Les politiques actuelles sont-elles en train de faire le lit de la prochaine crise ? Ce n’est pas exclu. Certains déséquilibres doivent être corrigés.

Quelle a été la cause sous-jacente de la crise économique et financière amorcée à l’été 2007 ? Elle réside selon moi dans l’explosion du crédit au secteur privé, suscitée par des politiques monétaires beaucoup trop accommodantes et par un assouplissement des critères de crédit. Ces facteurs, à leur tour, ont conduit à divers « déséquilibres », notamment des prix des actifs indûment élevés, une forte progression de l’exposition au risque des établissements financiers, des excès de dépenses sans précédent dans de nombreux pays (consommation et dette privée aux États-Unis et investissement en Chine), des déséquilibres du commerce mondial, et un net déplacement des facteurs de production vers des secteurs comme la construction, où un excédent de capacité était à craindre à terme.

Ces déséquilibres ont été les causes profondes des difficultés économiques et financières que nous connaissons aujourd’hui. Mais la crise n’a pas permis de ramener ces déséquilibres à des niveaux gérables. Le danger est clair. Les politiques mises en œuvre pour stabiliser l’économie mondiale et restaurer la croissance, si elles sont temporairement efficaces, pourraient aggraver encore les déséquilibres. L’économie mondiale se retrouverait alors à nouveau sur un chemin de croissance non durable, avec un risque de crises persistant. Un tel résultat peut et doit être évité.
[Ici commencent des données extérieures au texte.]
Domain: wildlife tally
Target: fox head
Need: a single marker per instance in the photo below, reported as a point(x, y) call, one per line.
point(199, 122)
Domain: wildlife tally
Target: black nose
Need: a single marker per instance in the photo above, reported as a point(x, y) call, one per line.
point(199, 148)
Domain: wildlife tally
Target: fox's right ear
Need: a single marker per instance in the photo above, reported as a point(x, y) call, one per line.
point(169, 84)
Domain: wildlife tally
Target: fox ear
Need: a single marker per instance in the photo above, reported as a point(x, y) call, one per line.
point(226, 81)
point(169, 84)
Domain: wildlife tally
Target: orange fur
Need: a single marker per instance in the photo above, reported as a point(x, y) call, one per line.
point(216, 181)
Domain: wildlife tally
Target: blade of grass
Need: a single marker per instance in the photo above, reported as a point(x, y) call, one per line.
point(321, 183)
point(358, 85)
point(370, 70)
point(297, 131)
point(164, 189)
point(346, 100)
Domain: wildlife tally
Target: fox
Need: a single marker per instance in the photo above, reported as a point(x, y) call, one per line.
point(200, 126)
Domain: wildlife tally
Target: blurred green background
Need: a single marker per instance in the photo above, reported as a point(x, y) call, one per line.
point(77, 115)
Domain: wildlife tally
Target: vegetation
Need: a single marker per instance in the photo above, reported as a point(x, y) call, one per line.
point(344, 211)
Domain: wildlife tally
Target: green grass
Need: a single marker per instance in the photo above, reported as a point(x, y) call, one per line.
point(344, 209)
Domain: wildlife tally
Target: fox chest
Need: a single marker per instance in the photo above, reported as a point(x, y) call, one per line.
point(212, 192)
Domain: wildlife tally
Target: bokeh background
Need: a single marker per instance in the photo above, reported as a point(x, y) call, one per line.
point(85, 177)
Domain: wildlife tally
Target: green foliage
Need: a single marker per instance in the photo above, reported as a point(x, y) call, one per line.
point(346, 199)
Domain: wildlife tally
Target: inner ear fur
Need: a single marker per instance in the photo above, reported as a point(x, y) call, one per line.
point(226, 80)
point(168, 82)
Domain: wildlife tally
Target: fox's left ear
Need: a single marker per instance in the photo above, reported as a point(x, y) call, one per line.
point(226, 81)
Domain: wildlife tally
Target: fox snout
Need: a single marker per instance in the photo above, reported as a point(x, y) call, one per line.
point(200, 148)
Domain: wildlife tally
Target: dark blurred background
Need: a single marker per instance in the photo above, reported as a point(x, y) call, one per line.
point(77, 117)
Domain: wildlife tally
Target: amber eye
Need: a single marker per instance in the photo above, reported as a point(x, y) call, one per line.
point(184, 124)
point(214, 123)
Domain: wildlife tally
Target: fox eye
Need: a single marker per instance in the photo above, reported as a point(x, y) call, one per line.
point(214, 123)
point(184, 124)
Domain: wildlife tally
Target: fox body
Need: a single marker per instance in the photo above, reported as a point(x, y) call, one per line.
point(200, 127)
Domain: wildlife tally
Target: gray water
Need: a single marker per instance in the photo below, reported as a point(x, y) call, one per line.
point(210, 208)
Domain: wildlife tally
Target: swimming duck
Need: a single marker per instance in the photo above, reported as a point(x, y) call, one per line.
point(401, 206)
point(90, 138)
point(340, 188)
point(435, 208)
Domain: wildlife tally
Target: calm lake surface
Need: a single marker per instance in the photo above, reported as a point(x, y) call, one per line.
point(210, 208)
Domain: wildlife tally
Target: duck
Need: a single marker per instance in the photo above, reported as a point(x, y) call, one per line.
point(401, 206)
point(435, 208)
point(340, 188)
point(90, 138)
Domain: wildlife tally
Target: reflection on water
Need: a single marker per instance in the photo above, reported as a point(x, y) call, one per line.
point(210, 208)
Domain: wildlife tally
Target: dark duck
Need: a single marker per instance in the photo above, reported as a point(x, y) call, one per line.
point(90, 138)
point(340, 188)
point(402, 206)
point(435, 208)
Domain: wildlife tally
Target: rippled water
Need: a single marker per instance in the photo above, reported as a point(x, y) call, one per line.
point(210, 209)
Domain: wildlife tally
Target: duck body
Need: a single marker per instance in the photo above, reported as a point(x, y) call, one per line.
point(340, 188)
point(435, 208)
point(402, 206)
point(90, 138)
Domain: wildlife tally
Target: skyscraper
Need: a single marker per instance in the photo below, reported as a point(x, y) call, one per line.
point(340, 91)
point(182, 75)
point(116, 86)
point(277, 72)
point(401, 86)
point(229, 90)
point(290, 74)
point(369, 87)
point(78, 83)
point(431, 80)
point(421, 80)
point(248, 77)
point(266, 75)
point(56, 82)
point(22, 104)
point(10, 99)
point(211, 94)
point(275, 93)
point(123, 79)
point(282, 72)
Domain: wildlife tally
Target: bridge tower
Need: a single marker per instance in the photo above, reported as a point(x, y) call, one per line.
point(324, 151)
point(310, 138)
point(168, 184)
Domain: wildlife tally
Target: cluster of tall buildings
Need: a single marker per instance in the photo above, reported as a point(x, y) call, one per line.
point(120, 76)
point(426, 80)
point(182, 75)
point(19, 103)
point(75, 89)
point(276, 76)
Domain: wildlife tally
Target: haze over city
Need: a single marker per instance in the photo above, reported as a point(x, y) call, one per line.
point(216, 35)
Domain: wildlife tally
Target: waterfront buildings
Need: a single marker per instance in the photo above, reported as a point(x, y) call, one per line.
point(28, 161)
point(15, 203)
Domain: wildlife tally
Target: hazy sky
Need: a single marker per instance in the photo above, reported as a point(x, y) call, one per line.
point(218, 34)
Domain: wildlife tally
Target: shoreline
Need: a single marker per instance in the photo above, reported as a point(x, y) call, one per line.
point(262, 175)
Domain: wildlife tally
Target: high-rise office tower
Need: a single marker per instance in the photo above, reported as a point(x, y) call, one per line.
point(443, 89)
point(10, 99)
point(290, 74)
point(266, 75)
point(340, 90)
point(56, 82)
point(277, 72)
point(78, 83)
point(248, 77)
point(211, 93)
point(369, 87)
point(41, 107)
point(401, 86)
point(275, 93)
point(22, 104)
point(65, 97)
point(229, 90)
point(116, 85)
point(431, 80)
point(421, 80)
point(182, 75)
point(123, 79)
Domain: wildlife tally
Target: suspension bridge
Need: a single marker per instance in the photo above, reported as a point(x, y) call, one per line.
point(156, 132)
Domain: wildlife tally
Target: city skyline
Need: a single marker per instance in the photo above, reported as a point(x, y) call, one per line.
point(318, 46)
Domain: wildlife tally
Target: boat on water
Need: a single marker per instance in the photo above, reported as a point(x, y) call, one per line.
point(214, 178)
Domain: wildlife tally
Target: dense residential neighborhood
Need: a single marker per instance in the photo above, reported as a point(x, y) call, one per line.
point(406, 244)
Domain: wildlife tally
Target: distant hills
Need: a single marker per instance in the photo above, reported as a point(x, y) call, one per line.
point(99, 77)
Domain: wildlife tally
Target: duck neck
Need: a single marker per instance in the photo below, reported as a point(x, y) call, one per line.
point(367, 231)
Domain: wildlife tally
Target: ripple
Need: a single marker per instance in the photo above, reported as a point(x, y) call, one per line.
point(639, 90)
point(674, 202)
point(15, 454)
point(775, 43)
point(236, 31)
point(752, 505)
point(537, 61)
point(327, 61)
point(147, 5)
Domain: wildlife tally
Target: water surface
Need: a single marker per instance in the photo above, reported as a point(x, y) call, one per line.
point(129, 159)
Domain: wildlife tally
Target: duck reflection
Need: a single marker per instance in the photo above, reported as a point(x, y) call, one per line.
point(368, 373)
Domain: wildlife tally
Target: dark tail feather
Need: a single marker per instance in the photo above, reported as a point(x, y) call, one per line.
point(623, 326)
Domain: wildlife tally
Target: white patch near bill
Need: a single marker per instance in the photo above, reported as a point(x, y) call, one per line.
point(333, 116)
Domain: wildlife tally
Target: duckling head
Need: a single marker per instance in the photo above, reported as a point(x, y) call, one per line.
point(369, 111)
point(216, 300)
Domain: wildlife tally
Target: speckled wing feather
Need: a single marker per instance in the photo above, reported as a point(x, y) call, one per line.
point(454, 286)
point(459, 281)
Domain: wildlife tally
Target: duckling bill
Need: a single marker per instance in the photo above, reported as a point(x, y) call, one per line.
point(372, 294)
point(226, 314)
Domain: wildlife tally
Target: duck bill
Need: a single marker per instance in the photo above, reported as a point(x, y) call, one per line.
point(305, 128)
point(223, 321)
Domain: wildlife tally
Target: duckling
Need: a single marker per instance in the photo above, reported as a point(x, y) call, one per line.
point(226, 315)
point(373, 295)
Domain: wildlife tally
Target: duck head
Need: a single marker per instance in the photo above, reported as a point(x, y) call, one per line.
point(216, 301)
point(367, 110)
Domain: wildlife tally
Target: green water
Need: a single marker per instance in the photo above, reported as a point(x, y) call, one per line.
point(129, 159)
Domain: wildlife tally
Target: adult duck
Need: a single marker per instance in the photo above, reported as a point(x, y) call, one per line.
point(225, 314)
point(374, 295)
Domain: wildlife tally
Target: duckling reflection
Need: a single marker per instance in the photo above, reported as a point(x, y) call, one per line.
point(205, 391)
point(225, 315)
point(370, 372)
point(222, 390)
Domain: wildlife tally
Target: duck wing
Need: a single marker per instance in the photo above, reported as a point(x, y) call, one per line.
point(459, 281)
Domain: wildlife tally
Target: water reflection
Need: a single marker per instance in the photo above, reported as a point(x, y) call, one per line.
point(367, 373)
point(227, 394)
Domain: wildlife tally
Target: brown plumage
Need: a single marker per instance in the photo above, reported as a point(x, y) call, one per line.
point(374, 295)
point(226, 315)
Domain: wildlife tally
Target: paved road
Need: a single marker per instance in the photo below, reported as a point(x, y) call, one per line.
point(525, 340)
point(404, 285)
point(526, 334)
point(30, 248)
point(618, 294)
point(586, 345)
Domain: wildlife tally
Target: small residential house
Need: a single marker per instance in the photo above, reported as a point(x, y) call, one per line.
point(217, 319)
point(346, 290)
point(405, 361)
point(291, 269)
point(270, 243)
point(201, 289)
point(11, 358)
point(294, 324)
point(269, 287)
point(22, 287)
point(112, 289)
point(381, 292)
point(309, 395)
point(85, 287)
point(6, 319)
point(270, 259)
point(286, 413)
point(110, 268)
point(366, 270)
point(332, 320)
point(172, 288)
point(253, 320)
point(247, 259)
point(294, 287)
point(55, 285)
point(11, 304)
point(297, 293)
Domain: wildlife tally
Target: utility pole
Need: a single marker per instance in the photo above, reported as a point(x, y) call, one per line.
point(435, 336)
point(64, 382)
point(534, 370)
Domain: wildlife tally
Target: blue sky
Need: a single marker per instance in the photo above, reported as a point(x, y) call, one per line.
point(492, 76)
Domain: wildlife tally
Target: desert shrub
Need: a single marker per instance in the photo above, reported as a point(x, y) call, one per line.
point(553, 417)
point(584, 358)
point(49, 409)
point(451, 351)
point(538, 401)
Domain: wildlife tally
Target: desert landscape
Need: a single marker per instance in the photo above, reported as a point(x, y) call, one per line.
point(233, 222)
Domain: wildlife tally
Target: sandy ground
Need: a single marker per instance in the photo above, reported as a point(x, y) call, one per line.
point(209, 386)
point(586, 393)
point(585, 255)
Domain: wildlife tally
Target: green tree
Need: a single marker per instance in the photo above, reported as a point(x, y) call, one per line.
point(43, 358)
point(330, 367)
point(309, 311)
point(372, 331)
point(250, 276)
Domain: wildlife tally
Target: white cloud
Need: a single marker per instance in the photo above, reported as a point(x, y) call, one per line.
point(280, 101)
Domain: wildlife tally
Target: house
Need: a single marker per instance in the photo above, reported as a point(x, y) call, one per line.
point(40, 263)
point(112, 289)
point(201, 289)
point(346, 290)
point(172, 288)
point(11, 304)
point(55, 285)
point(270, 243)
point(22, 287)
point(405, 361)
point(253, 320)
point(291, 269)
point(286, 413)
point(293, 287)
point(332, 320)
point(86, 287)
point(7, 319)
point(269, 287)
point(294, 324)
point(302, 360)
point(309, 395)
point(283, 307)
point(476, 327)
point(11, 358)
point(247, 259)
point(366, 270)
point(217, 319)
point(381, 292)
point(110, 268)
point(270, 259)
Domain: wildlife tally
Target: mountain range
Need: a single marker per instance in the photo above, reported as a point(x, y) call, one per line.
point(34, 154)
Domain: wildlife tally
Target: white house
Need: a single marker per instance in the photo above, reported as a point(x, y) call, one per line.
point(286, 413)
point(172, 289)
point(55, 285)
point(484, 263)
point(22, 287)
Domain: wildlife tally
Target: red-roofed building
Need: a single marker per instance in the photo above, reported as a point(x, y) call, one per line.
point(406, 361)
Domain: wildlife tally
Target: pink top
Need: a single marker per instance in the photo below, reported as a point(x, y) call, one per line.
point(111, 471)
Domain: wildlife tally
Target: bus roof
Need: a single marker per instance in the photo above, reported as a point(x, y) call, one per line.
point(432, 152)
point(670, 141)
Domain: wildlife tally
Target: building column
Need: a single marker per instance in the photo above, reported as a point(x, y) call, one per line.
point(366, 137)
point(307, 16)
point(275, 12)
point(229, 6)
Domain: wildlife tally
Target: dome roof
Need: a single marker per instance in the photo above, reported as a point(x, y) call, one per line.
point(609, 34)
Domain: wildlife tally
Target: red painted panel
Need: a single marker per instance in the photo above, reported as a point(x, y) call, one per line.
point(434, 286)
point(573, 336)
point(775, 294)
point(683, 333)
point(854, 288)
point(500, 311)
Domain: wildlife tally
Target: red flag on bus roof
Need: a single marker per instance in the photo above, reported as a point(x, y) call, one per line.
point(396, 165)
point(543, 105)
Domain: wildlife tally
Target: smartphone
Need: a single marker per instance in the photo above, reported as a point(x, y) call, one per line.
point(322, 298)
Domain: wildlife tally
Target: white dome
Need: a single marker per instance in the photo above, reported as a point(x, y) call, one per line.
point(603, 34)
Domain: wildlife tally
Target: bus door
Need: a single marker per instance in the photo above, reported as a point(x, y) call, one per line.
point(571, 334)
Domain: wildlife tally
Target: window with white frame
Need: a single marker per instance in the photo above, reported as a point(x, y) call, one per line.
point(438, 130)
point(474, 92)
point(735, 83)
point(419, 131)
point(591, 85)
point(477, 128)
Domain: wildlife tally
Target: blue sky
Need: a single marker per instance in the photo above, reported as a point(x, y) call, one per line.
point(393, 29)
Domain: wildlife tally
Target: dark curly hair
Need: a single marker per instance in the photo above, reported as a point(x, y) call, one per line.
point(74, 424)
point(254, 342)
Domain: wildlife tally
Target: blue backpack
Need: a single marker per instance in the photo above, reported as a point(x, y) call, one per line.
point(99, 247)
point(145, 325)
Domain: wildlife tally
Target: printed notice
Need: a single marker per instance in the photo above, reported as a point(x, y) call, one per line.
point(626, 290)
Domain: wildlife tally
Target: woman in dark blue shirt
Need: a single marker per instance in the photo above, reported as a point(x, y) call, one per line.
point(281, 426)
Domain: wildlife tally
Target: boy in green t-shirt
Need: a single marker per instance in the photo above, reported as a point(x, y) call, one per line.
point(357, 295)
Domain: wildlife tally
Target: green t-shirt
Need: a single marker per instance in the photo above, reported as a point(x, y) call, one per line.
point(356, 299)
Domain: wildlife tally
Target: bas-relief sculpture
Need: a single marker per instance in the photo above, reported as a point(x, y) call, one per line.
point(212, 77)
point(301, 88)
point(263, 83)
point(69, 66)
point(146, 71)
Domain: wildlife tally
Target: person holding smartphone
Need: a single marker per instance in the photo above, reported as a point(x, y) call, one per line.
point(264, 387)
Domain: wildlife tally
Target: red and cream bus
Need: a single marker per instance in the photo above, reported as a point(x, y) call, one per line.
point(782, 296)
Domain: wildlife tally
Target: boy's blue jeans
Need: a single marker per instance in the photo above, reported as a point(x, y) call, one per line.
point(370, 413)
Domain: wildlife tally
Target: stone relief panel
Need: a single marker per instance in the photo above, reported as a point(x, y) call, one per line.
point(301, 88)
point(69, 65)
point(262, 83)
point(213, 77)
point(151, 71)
Malgré le caractère tout à fait exceptionnel de la crise actuelle, il est frappant que les responsables politiques ont généralement utilisé des remèdes traditionnels, quoique dans des proportions exagérées. La politique monétaire a été assouplie de façon spectaculaire, puis complétée par un assouplissement du crédit et un assouplissement quantitatif. Les stabilisateurs budgétaires automatiques ont pu jouer librement, ce qui a impliqué davantage de dépenses de protection sociale malgré des recettes fiscales en baisse. En outre, ces mesures ont souvent été accompagnées d’une expansion budgétaire discrétionnaire. Un soutien public massif a aussi été fourni au système financier et à des programmes spéciaux du marché du travail visant à permettre aux travailleurs en place de garder leur emploi.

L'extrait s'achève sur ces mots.